L'essayiste français Alexandra Laignel-Lavastineexpert de l'Europe de l'Est, a consacré un essai passionné aux protagonistes de cette photo, (PUF, 2002). Son titre, « L’oubli du fascisme », résonne aujourd’hui avec force dans cette Europe du XXIe siècle où tant de partis – et pas seulement d’extrême droite – tentent de cacher, d’abaisser, de manipuler ce que représentaient les grands totalitarismes du XXe siècle. pour le monde : perte totale des libertés, mort, violence, destruction… « Le soutien du philosophe, écrit-il en référence à Cioran, à la Garde de Fer, l'une des formations d'extrême droite les plus violentes et antisémites. dans années trente, dura jusqu’au début de 1941″. Eliade a également maintenu son soutien à ce mouvement fasciste alors que celui-ci avait pleinement montré son vrai visage.

À partir de 1945, tous deux réinventent leur passé même si, souligne l'historien, ils ont toujours vécu dans la peur qu'il soit révélé. Eliade, par exemple, a été contraint d’annuler un voyage à Jérusalem en 1973 en raison de son passé antisémite ; Saul Bellow a été critiqué pour s'être inspiré de lui dans le roman et, bien que très accessoirement, son nom avait un rapport lointain avec le meurtre jamais éclairci d'un professeur roumain sur le campus de l'Université de Chicago en 1991 — le journaliste Ted Anton a écrit un livre passionnant à ce sujet, avec un prologue d'Umberto Eco, (Siruela)—. On a toujours dit qu’il n’avait jamais reçu le prix Nobel à cause de son passé fasciste.

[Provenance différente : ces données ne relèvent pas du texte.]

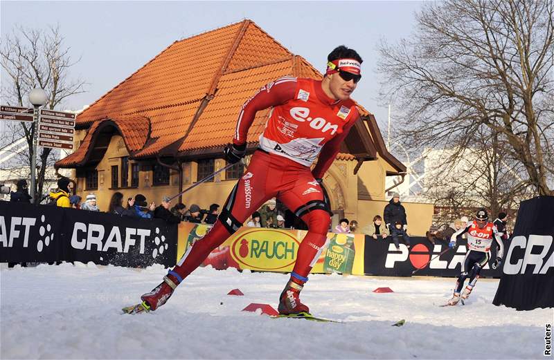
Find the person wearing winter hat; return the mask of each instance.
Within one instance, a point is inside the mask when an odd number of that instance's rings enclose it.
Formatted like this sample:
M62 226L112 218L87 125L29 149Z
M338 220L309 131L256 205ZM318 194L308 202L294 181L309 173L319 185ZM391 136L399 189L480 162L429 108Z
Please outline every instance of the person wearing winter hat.
M161 205L154 209L154 218L165 220L168 224L179 224L181 217L175 216L171 213L171 198L168 196L161 198Z
M81 210L88 210L89 211L100 211L98 206L96 205L96 196L93 193L87 196L87 200L81 205Z
M285 218L283 217L283 215L279 214L277 216L277 228L283 229L285 227Z
M248 222L247 226L250 227L262 227L262 224L260 222L260 213L254 211L252 213L252 220Z
M71 207L69 202L69 179L60 178L57 180L57 190L51 191L50 197L56 202L56 206L60 207Z
M16 184L17 189L14 192L10 193L10 201L16 202L30 202L30 195L29 195L28 189L27 189L27 180L25 179L20 179L17 180Z
M171 208L171 214L181 219L181 221L184 221L185 214L186 214L186 205L182 202L179 202Z
M143 219L151 219L154 216L154 209L156 208L156 205L152 202L150 206L148 206L146 202L146 197L141 194L137 193L134 197L134 204L133 208L134 209L135 217Z
M210 209L208 211L208 215L206 215L206 218L204 219L204 224L213 225L215 223L215 221L217 220L217 216L219 216L219 204L212 204L210 205Z
M265 204L260 210L262 227L275 227L277 226L277 202L275 199L269 199Z
M71 207L73 209L80 209L81 208L81 197L78 195L72 195L69 196L69 203L71 205Z
M193 204L188 209L188 215L185 216L185 221L199 224L202 222L204 214L202 214L200 207Z

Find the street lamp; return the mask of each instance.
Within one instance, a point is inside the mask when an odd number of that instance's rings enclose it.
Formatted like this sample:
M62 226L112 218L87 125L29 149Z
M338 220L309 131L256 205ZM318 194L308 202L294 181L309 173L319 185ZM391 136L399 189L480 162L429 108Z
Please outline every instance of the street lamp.
M35 189L37 171L37 133L39 130L39 107L48 102L46 91L40 88L35 88L29 93L29 101L35 107L34 122L33 124L33 152L30 157L30 197L35 202Z

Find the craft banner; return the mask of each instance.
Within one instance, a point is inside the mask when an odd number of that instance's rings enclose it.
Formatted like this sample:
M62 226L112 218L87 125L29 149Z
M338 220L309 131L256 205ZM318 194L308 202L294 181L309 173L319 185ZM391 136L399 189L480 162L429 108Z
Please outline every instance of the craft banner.
M208 225L181 222L178 257L208 229ZM294 266L298 246L306 232L242 227L213 251L202 265L209 265L219 269L235 267L289 272ZM328 246L321 252L312 272L363 274L364 236L334 233L327 235Z
M492 303L518 310L554 307L554 196L524 201Z
M0 262L175 264L177 227L155 219L0 202Z

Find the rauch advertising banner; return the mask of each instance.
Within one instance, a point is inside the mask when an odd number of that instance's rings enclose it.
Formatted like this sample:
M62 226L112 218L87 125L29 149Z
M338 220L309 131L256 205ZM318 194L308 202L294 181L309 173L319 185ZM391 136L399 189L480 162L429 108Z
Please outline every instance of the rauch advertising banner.
M181 222L177 258L208 229L208 225ZM289 272L294 266L298 246L305 234L304 230L242 227L212 252L202 265L211 265L220 269L235 267ZM363 274L363 236L333 233L327 236L328 246L312 272Z

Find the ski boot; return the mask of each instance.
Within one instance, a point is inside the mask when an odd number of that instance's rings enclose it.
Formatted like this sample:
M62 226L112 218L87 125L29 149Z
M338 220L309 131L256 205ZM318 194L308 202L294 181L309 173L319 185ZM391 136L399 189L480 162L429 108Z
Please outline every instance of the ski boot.
M169 274L163 277L163 281L160 285L152 289L150 292L141 296L143 305L147 311L154 311L166 303L181 282L179 281L181 278L178 276L177 273L169 272Z
M285 290L279 296L279 306L277 308L279 314L290 315L305 312L310 314L307 306L300 302L300 292L303 286L289 280L285 287Z
M473 290L473 286L471 285L468 285L464 289L463 292L462 292L462 299L465 300L466 299L470 297L470 294L472 293L472 290Z
M460 301L460 293L459 292L454 292L452 295L452 297L448 301L447 305L458 305L458 302Z

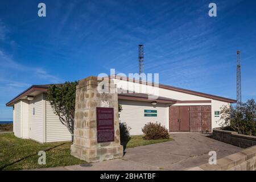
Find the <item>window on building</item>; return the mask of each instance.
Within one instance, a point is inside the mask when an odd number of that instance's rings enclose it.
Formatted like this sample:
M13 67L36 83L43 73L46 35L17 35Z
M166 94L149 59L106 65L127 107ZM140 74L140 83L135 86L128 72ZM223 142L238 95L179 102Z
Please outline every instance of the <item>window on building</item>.
M214 111L214 117L220 117L220 111L218 110Z

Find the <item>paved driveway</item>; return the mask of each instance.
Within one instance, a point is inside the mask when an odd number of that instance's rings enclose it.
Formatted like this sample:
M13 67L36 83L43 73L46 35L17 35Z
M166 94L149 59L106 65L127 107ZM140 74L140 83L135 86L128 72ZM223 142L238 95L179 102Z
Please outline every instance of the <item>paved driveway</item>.
M213 139L200 133L172 134L174 140L127 148L123 159L92 164L42 170L182 170L208 162L210 151L218 159L242 148Z

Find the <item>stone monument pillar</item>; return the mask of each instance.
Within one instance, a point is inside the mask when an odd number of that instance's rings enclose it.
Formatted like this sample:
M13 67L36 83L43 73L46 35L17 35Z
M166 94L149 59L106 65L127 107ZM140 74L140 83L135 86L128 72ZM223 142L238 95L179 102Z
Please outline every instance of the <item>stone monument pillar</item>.
M98 92L101 81L88 77L76 87L74 141L71 155L89 163L123 156L117 93ZM115 85L104 85L105 90Z

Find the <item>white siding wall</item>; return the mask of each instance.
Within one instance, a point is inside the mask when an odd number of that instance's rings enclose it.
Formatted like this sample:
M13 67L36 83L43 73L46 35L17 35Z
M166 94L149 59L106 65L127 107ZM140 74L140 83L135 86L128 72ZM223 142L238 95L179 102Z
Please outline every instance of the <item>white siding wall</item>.
M28 138L28 101L22 100L22 138Z
M225 105L230 105L230 104L214 100L212 100L212 129L220 127L221 121L219 121L220 115L219 117L216 117L214 116L214 111L220 111L220 107Z
M35 108L35 115L33 115ZM29 105L30 138L39 142L43 141L42 94L30 101Z
M19 138L22 137L21 134L21 101L16 102L14 105L15 109L15 115L14 122L15 123L15 133L14 135Z
M118 100L123 110L120 113L119 120L125 122L131 127L131 135L143 134L142 128L150 122L158 122L168 129L168 106L165 104L158 104L153 107L150 102ZM157 110L157 117L144 117L144 110Z
M212 100L209 98L200 97L185 93L183 92L171 90L163 88L154 88L152 86L134 83L131 81L125 80L119 80L115 79L115 84L119 88L122 88L123 90L135 90L137 92L152 94L161 97L165 97L180 101L193 101L193 100L211 100L212 103L189 103L189 104L177 104L174 105L211 105L212 106L212 129L214 127L220 127L220 117L214 117L214 111L220 111L220 107L224 105L230 105L228 102L222 102L217 100ZM168 120L168 115L167 115L167 120ZM168 124L166 125L168 128Z
M49 102L46 101L46 142L71 140L71 133L53 113Z
M14 134L15 134L15 106L13 108L13 130L14 133Z

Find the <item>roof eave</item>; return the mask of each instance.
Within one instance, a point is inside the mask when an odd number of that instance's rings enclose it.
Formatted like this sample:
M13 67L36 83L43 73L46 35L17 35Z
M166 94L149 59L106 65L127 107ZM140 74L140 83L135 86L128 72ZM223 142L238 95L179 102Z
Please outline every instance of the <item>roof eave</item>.
M48 86L39 86L39 85L32 85L21 93L20 93L19 95L18 95L16 97L15 97L14 98L11 100L10 101L8 102L6 104L6 106L13 106L14 103L18 101L20 98L22 98L24 96L27 96L29 94L31 94L32 92L35 91L40 91L42 92L47 92L48 89Z

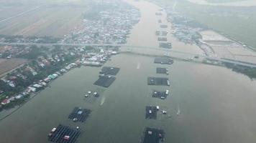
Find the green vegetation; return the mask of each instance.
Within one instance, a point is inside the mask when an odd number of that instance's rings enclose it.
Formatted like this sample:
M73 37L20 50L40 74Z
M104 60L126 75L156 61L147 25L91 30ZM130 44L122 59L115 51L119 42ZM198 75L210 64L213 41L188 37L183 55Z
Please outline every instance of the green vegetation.
M155 1L170 5L170 8L174 1L169 0ZM211 1L214 1L214 0ZM215 1L224 1L215 0ZM186 17L193 18L210 29L256 49L255 6L237 6L235 8L234 6L206 5L202 6L182 0L178 1L175 9Z

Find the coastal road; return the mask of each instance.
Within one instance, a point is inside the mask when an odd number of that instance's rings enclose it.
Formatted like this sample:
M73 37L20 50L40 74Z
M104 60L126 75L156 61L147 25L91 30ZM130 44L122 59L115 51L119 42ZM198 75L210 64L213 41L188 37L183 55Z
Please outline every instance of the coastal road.
M133 49L145 49L147 50L152 50L152 51L165 51L165 54L181 54L183 55L187 56L188 57L193 57L193 56L198 56L199 58L204 58L211 61L216 61L218 62L227 62L241 66L246 66L249 67L256 68L256 64L253 63L245 63L239 61L236 61L234 59L221 59L219 57L213 57L206 55L199 55L199 54L194 54L189 52L184 52L180 51L177 50L168 49L163 49L158 47L153 47L153 46L136 46L136 45L129 45L129 44L63 44L63 43L8 43L8 42L0 42L0 45L37 45L38 46L119 46L121 49L127 48L127 50L133 50ZM180 57L178 57L180 58Z

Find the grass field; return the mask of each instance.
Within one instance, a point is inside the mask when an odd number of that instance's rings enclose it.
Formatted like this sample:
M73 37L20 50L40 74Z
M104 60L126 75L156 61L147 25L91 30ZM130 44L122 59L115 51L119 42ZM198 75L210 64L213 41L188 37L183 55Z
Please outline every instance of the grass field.
M174 1L155 1L167 4L173 4ZM179 1L175 9L210 29L256 49L256 6L202 6L186 1Z
M0 6L0 34L24 36L63 36L81 20L85 3L14 4Z

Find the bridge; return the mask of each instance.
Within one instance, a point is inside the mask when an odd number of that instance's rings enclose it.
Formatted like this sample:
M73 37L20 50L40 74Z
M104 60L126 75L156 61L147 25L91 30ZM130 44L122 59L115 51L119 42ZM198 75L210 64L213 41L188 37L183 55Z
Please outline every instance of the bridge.
M218 62L227 62L230 64L234 64L237 65L245 66L252 68L256 68L256 64L253 63L247 63L243 62L240 61L237 61L234 59L221 59L219 57L213 57L206 55L201 55L201 54L195 54L193 53L180 51L173 49L163 49L163 48L156 48L155 46L136 46L136 45L129 45L129 44L68 44L68 43L9 43L9 42L0 42L0 45L12 45L12 46L17 46L17 45L25 45L25 46L31 46L31 45L37 45L38 46L119 46L121 49L128 48L129 50L133 49L147 49L147 50L152 50L152 51L161 51L165 52L167 54L181 54L183 55L186 55L188 57L194 57L198 56L199 58L205 58L209 60L216 61Z

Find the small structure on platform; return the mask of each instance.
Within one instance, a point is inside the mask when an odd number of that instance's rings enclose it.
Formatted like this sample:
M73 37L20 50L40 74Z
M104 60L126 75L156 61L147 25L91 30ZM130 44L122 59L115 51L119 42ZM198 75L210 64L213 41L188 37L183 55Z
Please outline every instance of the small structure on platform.
M99 72L99 74L104 75L116 75L119 70L120 68L117 67L104 66Z
M160 57L155 58L154 62L155 64L173 64L173 59L166 56L160 56Z
M155 13L155 15L157 15L157 16L161 16L161 15L163 15L163 14L162 14L162 12L156 12L156 13Z
M146 127L144 130L142 143L161 143L164 142L165 132L163 129Z
M165 90L164 92L153 91L152 93L152 97L155 98L160 98L161 99L165 99L167 98L167 96L170 95L169 90Z
M160 25L160 28L162 29L167 29L168 27L168 25Z
M155 31L155 35L156 36L160 36L160 31Z
M157 107L147 106L146 107L146 114L145 118L150 119L156 119L157 117Z
M170 81L165 77L147 77L147 84L170 86Z
M172 49L172 44L170 42L168 43L160 42L159 43L159 47L165 48L165 49Z
M158 37L157 40L159 41L167 41L167 38L166 37Z
M116 77L112 76L100 76L99 79L95 82L93 84L104 87L109 87L115 80Z
M168 69L163 67L157 67L157 74L169 74Z
M81 131L79 129L60 124L50 132L48 141L55 143L74 143L76 142L80 134Z
M91 109L75 107L69 114L68 119L72 119L73 122L83 122L89 117L91 112Z

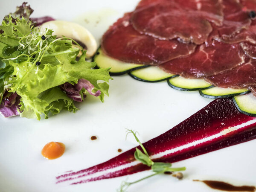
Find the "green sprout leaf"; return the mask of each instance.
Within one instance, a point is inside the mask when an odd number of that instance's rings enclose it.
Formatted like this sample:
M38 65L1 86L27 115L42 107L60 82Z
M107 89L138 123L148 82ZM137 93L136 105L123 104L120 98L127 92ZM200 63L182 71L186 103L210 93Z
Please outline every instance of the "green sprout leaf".
M126 181L122 182L119 189L117 190L117 192L126 192L129 186L131 185L136 183L143 180L146 179L148 178L158 174L164 173L166 172L174 172L177 171L185 171L186 170L186 167L185 167L179 168L172 167L172 163L169 163L153 162L149 158L148 154L146 151L146 149L144 147L143 144L140 142L140 140L139 140L139 139L136 136L136 134L137 132L132 130L131 129L127 129L127 131L126 131L127 132L127 134L126 134L126 137L127 137L127 135L129 133L132 133L135 139L136 140L136 141L137 141L137 142L140 144L140 145L143 149L143 151L144 152L144 153L143 153L141 151L140 151L138 148L136 148L136 151L134 152L135 158L137 160L141 162L143 164L146 165L149 167L151 167L151 169L153 172L154 172L154 173L132 182L128 182Z
M138 161L149 167L154 164L154 162L149 158L148 156L143 153L141 152L141 151L137 148L136 148L136 151L134 152L134 157Z

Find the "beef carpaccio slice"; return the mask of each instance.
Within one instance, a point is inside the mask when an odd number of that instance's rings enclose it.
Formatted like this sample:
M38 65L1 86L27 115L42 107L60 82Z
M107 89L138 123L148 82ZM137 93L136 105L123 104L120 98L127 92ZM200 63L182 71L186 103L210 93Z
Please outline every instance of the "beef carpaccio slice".
M256 59L256 45L243 42L240 43L241 47L246 55L250 58Z
M166 72L185 78L201 78L218 74L242 64L244 54L239 44L214 41L206 46L198 46L193 53L158 67Z
M247 41L256 44L256 20L249 17L250 12L256 10L256 1L235 0L223 1L223 26L214 28L218 30L221 39L227 43Z
M141 33L201 44L212 30L209 21L221 25L223 16L220 0L142 0L132 14L131 23Z
M234 43L243 41L244 35L239 38L240 40L233 39L243 30L247 30L251 20L248 12L244 10L243 6L236 0L225 0L223 2L224 20L221 26L212 24L213 33L217 36L215 39L221 40L227 43Z
M123 61L156 65L194 52L194 44L140 34L131 25L131 15L125 14L103 35L102 48L106 55Z
M234 69L205 79L221 87L240 88L256 86L256 60L250 59Z

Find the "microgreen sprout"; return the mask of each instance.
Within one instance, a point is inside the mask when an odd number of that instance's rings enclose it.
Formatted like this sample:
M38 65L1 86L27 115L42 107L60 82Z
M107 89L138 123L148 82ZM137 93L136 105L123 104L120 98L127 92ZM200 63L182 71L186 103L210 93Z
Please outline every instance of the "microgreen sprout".
M173 172L177 171L185 171L186 167L173 168L172 167L172 164L169 163L164 162L154 162L150 158L143 144L140 142L136 134L138 133L131 129L126 129L126 137L129 133L132 133L136 141L139 143L140 145L142 148L144 153L139 149L138 148L135 148L134 152L134 157L142 163L150 167L151 170L154 173L150 175L147 177L142 178L142 179L137 180L135 181L128 182L127 180L123 181L121 184L119 188L117 189L117 192L126 192L128 188L132 184L136 183L142 180L146 179L157 175L163 174L165 172Z

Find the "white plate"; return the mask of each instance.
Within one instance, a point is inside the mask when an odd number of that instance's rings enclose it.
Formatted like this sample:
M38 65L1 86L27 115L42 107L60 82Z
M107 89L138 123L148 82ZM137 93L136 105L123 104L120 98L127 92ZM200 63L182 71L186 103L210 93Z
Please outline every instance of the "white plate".
M99 42L108 26L138 0L32 0L33 17L52 16L73 21L90 30ZM13 12L22 1L1 1L0 18ZM56 184L55 177L104 162L137 145L131 135L125 140L125 128L137 131L145 142L166 131L212 100L198 92L174 90L167 82L144 83L127 75L113 77L110 96L104 103L89 96L76 113L62 112L40 121L20 117L0 117L0 191L113 192L122 181L149 175L144 172L128 177L76 185ZM98 140L91 141L96 135ZM52 141L62 142L67 150L61 157L48 160L41 154ZM185 178L168 175L152 177L132 186L129 192L215 191L193 179L221 180L234 184L255 185L256 140L174 163L186 166Z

Le plus terrible dans cette histoire, c'est que Cioran et Eliade sont deux intellectuels qui continuent d'être très influents, réédités et lus, et pourtant ils se sont laissés séduire par la Garde de Fer, une organisation si violente et sauvage qu'elle a été démantelée par les régime lui-même après le pogrom de Bucarest de janvier 1941. « Ionesco l’a souligné à plusieurs reprises : le fascisme européen de l’entre-deux-guerres était une invention des intellectuels », écrit Alexandra. Laignel-Lavastine, qui explique qu'une de ses œuvres les plus célèbres raconte l'histoire d'une contagion idéologique inspirée par ses amis attirés par le mal absolu.

Elie Wiesel en 1980 à New York.

La Garde de Fer est revenue sur le devant de la scène parce que le candidat à la présidence de la Roumanie, Calin Georgescu, un admirateur de Poutine qui a bouleversé la politique de ce pays, a défendu à plusieurs reprises cette organisation fasciste. Et il n’est pas le seul dirigeant de droite à avoir tenté de blanchir les totalitarismes des années 1930, comme le candidat raté à la présidence de la France Éric Zémmour, qui est allé jusqu’à dire que Vichy avait sauvé les Juifs français en contribuant à leur extermination. En Espagne, un dirigeant de Vox a été entendu au Congrès pour affirmer que la période d'après-guerre était une période de paix et de réconciliation ; L’offensive visant à blanchir le franquisme est de plus en plus intense, non seulement parmi les hommes politiques de droite, mais aussi parmi les historiens et les écrivains ; et les dirigeants du PP, de Feijóo à Díaz Ayuso, ont protesté pour que le 50e anniversaire de la mort de Franco soit commémoré (quel scandale !). Tout cela ne parle pas du passé, mais du présent, car le débat n’est plus de savoir si le fascisme va revenir, c’est un fait, mais plutôt la forme qu’il prendra.

En 2004, l'État roumain a ordonné une enquête sur l'Holocauste dans ce pays, qui a montré clairement qu'il ne s'agissait pas d'une affaire nazie, mais que la participation roumaine aux massacres a été très intense. Le prologue a été écrit par l'écrivain d'origine roumaine, survivant d'Auschwitz et lauréat du prix Nobel de la paix, Elie Wiesel, qui a noté ce qui suit : « Ce qui est vrai pour les individus l'est également pour les communautés. Les souvenirs refoulés sont dangereux car, lorsqu’ils refont surface, ils peuvent détruire ce qui est sain, abaisser ce qui est noble, saper ce qui est élevé. Une nation ou un individu peut trouver plusieurs façons de se confronter à son passé, mais aucune ne permet de l’ignorer. Pourquoi tant de citoyens ont-ils trahi l’humanité, la leur et la nôtre, en choisissant de persécuter, de tourmenter et d’assassiner des hommes, des femmes et des enfants innocents et sans défense ? En ces temps sombres, les réflexions de Wiesel sont très pertinentes et l'histoire de ces intellectuels séduits par le mal plus inquiétante que jamais.